A landlord may also be found liable if the nuisance is a consequence of the tenant's ordinary use of the land for the purpose for which it was let, so where defective tiling caused a nuisance by noise to an occupier of the flat below and the noise was caused by the normal use of the property as indicated in the lease, the landlord was found to be liable in nuisance.[10] For more information about nuisance by noise, see the page on How an occupier can deal with noise.

[1] s.79(1)(g) Environmental Protection Act 1990.

[2] s.79(1)(a) Environmental Protection Act 1990.

[3] see, for example Fearn & Ors v The Board of Trustees of the Tate Gallery [2020] EWCA Civ 104; Williams v Network Rail Infrastructure Ltd [2018] EWCA Civ 1514; EWCA Civ 104; Hunter v Canary Wharf [1997] AC 655, HL; R v Neill [1826] 2 Carrington and Payne 485; R v White and Ward [1757] 1 Burr 333.
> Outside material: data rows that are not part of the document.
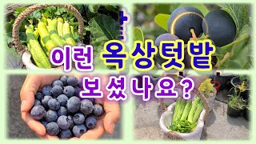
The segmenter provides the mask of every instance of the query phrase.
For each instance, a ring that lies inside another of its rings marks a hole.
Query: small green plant
[[[232,90],[232,89],[230,89]],[[238,93],[237,89],[234,89],[234,94],[228,95],[229,102],[227,103],[229,107],[236,110],[244,110],[247,107],[246,101],[240,97],[241,91]]]
[[[237,85],[241,92],[246,91],[247,88],[249,88],[249,78],[246,75],[239,76],[239,79],[241,83]]]
[[[207,78],[201,83],[198,90],[204,94],[205,97],[209,98],[213,96],[214,90],[214,84],[210,82],[211,79]]]
[[[228,95],[230,97],[228,106],[232,109],[244,110],[246,108],[246,101],[238,95]]]

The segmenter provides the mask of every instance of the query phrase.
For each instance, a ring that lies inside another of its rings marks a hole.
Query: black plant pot
[[[248,109],[244,110],[243,111],[243,118],[245,118],[247,121],[250,121],[250,111]]]
[[[234,88],[231,89],[230,94],[233,94],[234,95],[234,89],[237,90],[237,93],[239,94],[240,93],[240,90],[239,88],[238,87],[238,86],[236,86],[236,84],[238,83],[241,83],[241,81],[239,79],[239,77],[234,77],[231,79],[231,82],[230,82],[232,86]],[[241,92],[240,93],[240,96],[245,99],[245,100],[247,100],[249,98],[249,93],[250,93],[250,89],[245,89],[245,91],[243,92]]]
[[[242,110],[233,109],[228,106],[226,114],[230,117],[240,117],[242,114]]]

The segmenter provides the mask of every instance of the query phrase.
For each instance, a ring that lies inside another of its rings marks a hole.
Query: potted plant
[[[230,83],[233,86],[230,89],[232,90],[230,90],[230,94],[234,94],[234,90],[237,90],[243,99],[246,100],[249,98],[250,82],[247,76],[234,77],[231,79]]]
[[[209,103],[209,110],[211,111],[214,108],[217,94],[217,90],[214,87],[214,84],[211,83],[211,79],[207,78],[202,82],[198,88],[198,91],[206,98],[207,102]]]
[[[250,112],[252,110],[252,106],[250,104],[248,104],[246,109],[243,111],[243,118],[245,118],[247,121],[250,121]]]
[[[227,114],[231,117],[239,117],[246,106],[246,102],[238,95],[229,95]]]
[[[214,85],[214,87],[216,89],[216,91],[219,90],[219,88],[221,87],[221,83],[218,81],[215,80],[212,80],[210,81],[210,83],[212,83]]]

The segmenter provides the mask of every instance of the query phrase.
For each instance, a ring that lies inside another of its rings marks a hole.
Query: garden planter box
[[[239,117],[241,116],[242,110],[233,109],[228,106],[226,113],[230,117]]]
[[[207,102],[209,104],[209,111],[210,112],[211,110],[213,110],[214,106],[214,102],[215,102],[215,98],[216,98],[216,94],[217,94],[217,90],[216,89],[214,89],[214,94],[213,96],[209,97],[209,98],[206,98],[207,100]]]
[[[162,115],[159,120],[159,125],[161,130],[165,133],[165,134],[172,140],[200,140],[202,129],[204,126],[204,122],[208,118],[209,115],[209,105],[206,98],[200,94],[198,91],[196,91],[196,94],[201,98],[204,103],[204,109],[200,114],[198,118],[197,128],[191,133],[179,133],[177,131],[171,131],[167,129],[171,124],[172,117],[174,114],[174,110],[175,108],[176,102],[174,102],[168,107],[165,106],[165,102],[162,100],[160,100],[160,107],[162,108]]]
[[[240,79],[239,79],[239,77],[234,77],[234,78],[233,78],[231,79],[230,83],[231,83],[231,85],[233,86],[233,87],[237,90],[238,93],[239,93],[240,90],[239,90],[238,86],[237,86],[237,84],[241,83]],[[231,89],[230,94],[234,94],[234,89]],[[250,93],[250,89],[245,89],[245,91],[241,92],[240,96],[241,96],[243,99],[246,99],[246,99],[249,98],[249,93]]]
[[[243,111],[243,117],[247,120],[250,121],[250,110],[248,109],[244,110]]]

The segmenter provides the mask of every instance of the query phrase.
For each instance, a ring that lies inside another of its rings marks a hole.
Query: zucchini
[[[190,111],[192,106],[192,101],[189,100],[188,102],[186,102],[186,106],[184,108],[182,118],[181,118],[181,121],[185,121],[187,118],[187,116],[189,115],[189,113]]]
[[[182,98],[182,102],[180,102],[180,108],[179,108],[179,110],[178,111],[175,122],[180,121],[180,118],[182,117],[185,106],[186,106],[186,101],[183,98]]]
[[[38,22],[38,30],[39,32],[39,35],[47,49],[46,54],[49,56],[50,50],[53,48],[57,47],[57,45],[50,39],[49,31],[47,30],[46,26],[45,25],[44,22]]]
[[[202,112],[202,110],[203,109],[203,106],[204,105],[203,105],[202,101],[200,101],[200,102],[198,104],[198,106],[197,110],[195,110],[195,113],[194,113],[194,114],[193,116],[193,121],[192,121],[193,124],[198,122],[198,118],[200,117],[201,112]]]
[[[177,101],[176,101],[176,105],[175,105],[175,109],[174,109],[174,114],[173,120],[172,120],[172,123],[173,123],[173,124],[175,122],[178,112],[179,111],[181,101],[182,101],[182,98],[178,98],[177,99]]]
[[[29,43],[30,51],[33,60],[37,66],[40,68],[50,69],[51,65],[47,56],[45,54],[38,40],[33,34],[33,30],[28,28],[26,30],[26,38]]]
[[[77,43],[72,38],[70,24],[66,21],[63,24],[62,28],[63,37],[65,38],[66,43],[71,46],[76,46]]]
[[[193,121],[193,116],[194,114],[194,111],[195,110],[197,109],[198,107],[198,104],[200,102],[200,98],[199,97],[197,97],[195,98],[195,99],[194,100],[193,103],[192,103],[192,107],[190,109],[190,111],[189,113],[189,115],[187,117],[187,121],[190,123],[192,123],[192,121]]]

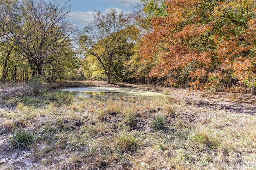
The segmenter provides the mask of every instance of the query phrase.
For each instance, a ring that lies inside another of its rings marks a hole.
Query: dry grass
[[[253,115],[168,96],[74,97],[44,91],[5,98],[9,107],[0,113],[0,169],[256,168],[246,167],[256,165]],[[8,141],[18,128],[33,131],[34,142],[15,157],[20,151],[8,152]]]

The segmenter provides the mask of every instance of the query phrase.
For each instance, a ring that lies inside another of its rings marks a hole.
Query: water
[[[116,87],[79,87],[63,89],[63,90],[78,94],[80,97],[100,97],[101,96],[124,94],[135,97],[164,97],[163,94],[155,92],[131,88]]]

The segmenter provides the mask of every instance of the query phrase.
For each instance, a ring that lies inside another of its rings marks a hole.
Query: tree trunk
[[[254,86],[252,86],[251,89],[251,95],[253,96],[256,95],[256,88]]]
[[[9,60],[9,57],[11,54],[11,52],[12,50],[12,47],[11,48],[11,49],[8,51],[7,53],[7,55],[5,58],[5,60],[4,61],[4,66],[3,67],[3,72],[2,72],[2,79],[3,82],[5,81],[5,79],[6,78],[6,75],[7,75],[7,70],[6,70],[6,66],[7,65],[7,62]]]
[[[108,72],[108,84],[110,83],[110,73]]]

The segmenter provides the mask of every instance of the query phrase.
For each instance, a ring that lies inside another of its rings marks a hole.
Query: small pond
[[[138,90],[131,88],[116,87],[79,87],[62,89],[78,93],[80,97],[91,98],[106,95],[127,95],[135,97],[164,97],[163,94],[155,92]]]

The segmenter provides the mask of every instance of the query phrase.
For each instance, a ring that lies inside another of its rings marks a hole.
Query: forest
[[[256,0],[72,1],[0,0],[0,170],[255,169]]]
[[[132,13],[96,12],[78,31],[68,3],[2,0],[1,81],[106,80],[255,94],[255,0],[142,2]]]

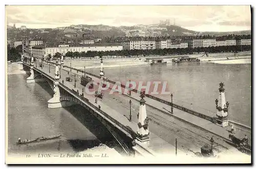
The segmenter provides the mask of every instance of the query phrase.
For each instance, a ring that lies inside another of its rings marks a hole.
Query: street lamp
[[[131,80],[129,80],[129,87],[130,87],[130,90],[129,90],[129,93],[130,93],[130,95],[131,95]]]
[[[174,113],[174,107],[173,107],[173,96],[174,95],[173,95],[173,93],[170,94],[170,98],[172,99],[172,107],[170,108],[172,110],[172,113]]]
[[[60,66],[59,66],[59,78],[61,78],[61,76],[60,75],[61,74],[61,64],[60,64]]]
[[[216,104],[216,109],[218,109],[218,103],[219,102],[219,101],[218,99],[216,99],[215,100],[215,104]]]
[[[211,137],[210,138],[210,145],[211,145],[211,148],[210,148],[211,149],[211,153],[213,153],[213,152],[212,152],[212,149],[213,149],[213,145],[214,145],[214,138],[212,138],[212,137]]]
[[[131,110],[132,101],[131,100],[130,100],[129,103],[130,103],[130,118],[129,118],[129,121],[132,122],[132,111]]]

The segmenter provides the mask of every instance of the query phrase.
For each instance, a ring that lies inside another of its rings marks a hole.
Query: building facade
[[[227,39],[226,40],[226,44],[227,46],[233,46],[237,45],[235,39]]]
[[[22,44],[22,41],[15,41],[13,43],[14,43],[14,47],[16,47],[17,46]]]
[[[21,26],[20,27],[20,29],[22,30],[25,30],[26,29],[27,29],[27,28],[26,27],[26,26]]]
[[[204,39],[203,40],[203,47],[211,47],[216,46],[216,39]]]
[[[48,46],[46,47],[42,45],[32,47],[32,53],[34,57],[41,58],[44,57],[45,52],[47,56],[50,55],[54,56],[55,53],[58,52],[65,56],[68,52],[79,53],[88,51],[121,51],[123,50],[123,46],[119,44],[82,44],[80,46],[72,46],[69,44],[58,45],[56,46]]]
[[[167,41],[166,40],[156,41],[156,49],[167,48]]]
[[[236,42],[237,45],[251,45],[251,39],[240,39]]]
[[[226,46],[227,41],[226,40],[216,40],[216,46]]]
[[[125,41],[121,43],[124,50],[154,50],[156,41],[153,40]]]
[[[93,44],[94,43],[93,40],[82,40],[80,42],[80,44]]]

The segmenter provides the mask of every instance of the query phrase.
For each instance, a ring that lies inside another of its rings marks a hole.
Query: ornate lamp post
[[[130,90],[129,90],[129,93],[130,93],[130,95],[131,95],[131,80],[129,80],[129,82],[130,82],[129,87],[130,88]]]
[[[61,64],[59,64],[59,78],[61,78]]]
[[[216,119],[217,122],[223,127],[228,126],[228,120],[227,119],[228,107],[229,103],[226,102],[225,96],[225,89],[223,88],[224,86],[224,83],[221,82],[220,84],[220,88],[219,91],[219,100],[215,100],[216,104],[216,109],[217,109],[216,115],[217,117]]]
[[[219,102],[219,101],[218,99],[216,99],[215,100],[215,104],[216,104],[216,109],[218,109],[218,103]]]
[[[211,155],[213,155],[214,153],[212,152],[212,149],[214,148],[213,145],[214,145],[214,138],[212,138],[212,137],[211,137],[210,138],[210,146],[211,146],[210,151],[211,151]]]
[[[130,118],[129,118],[129,121],[132,122],[132,111],[131,110],[132,101],[131,100],[130,100],[129,103],[130,103]]]
[[[172,107],[170,108],[172,110],[172,113],[174,113],[174,107],[173,107],[173,96],[174,95],[173,95],[173,93],[170,94],[170,99],[172,100]]]

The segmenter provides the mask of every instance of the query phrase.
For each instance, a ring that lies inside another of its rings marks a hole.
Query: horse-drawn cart
[[[72,82],[73,81],[73,79],[70,77],[67,77],[66,78],[66,80],[68,82]]]
[[[95,97],[102,99],[103,94],[102,93],[100,93],[98,91],[95,91]]]
[[[245,154],[250,154],[251,152],[251,147],[248,142],[245,142],[242,140],[237,138],[236,136],[232,134],[228,135],[229,138],[232,141],[232,144],[238,150]]]

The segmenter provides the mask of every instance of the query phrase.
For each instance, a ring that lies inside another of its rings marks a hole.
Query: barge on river
[[[197,58],[190,58],[188,56],[182,57],[178,59],[174,59],[172,60],[173,62],[179,63],[183,62],[199,62],[200,59]]]
[[[93,88],[93,80],[92,78],[89,77],[87,75],[86,76],[82,75],[81,77],[81,84],[83,86],[86,86],[86,85],[90,83],[90,85],[89,88]]]
[[[166,64],[167,62],[164,62],[163,59],[154,59],[152,60],[152,63],[150,64],[151,65],[155,64]]]
[[[49,137],[42,136],[40,137],[38,137],[38,138],[30,139],[30,140],[28,140],[28,139],[25,139],[24,140],[18,140],[18,141],[17,141],[16,142],[16,145],[23,144],[27,144],[28,143],[34,142],[39,142],[39,141],[41,141],[50,140],[50,139],[53,139],[58,138],[60,136],[61,136],[61,134],[59,134],[59,135],[55,135],[51,136],[49,136]]]

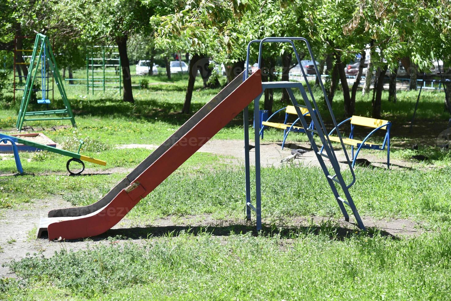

[4] Network Rail Infrastructure Ltd v (1) Williams (2) Waistell [2018] EWCA Civ 1514.

[5] Network Rail Infrastructure Ltd v (1) Williams (2) Waistell [2018] EWCA Civ 1514.

[6] Barr v Biffa Waste Services Ltd [2012] EWCA Civ 312.

[7] Fearn & Ors v The Board of Trustees of the Tate Gallery [2020] EWCA Civ 104.

[8] Tennant Radiant Heat Ltd v Warrington Development Corporation [1988] 11 EG 71, CA.

[9] Brew Bros v Snax [1970] 1 All ER 587.

[10] Sampson v Hodson-Pressinger (1981) 12 HLR 40.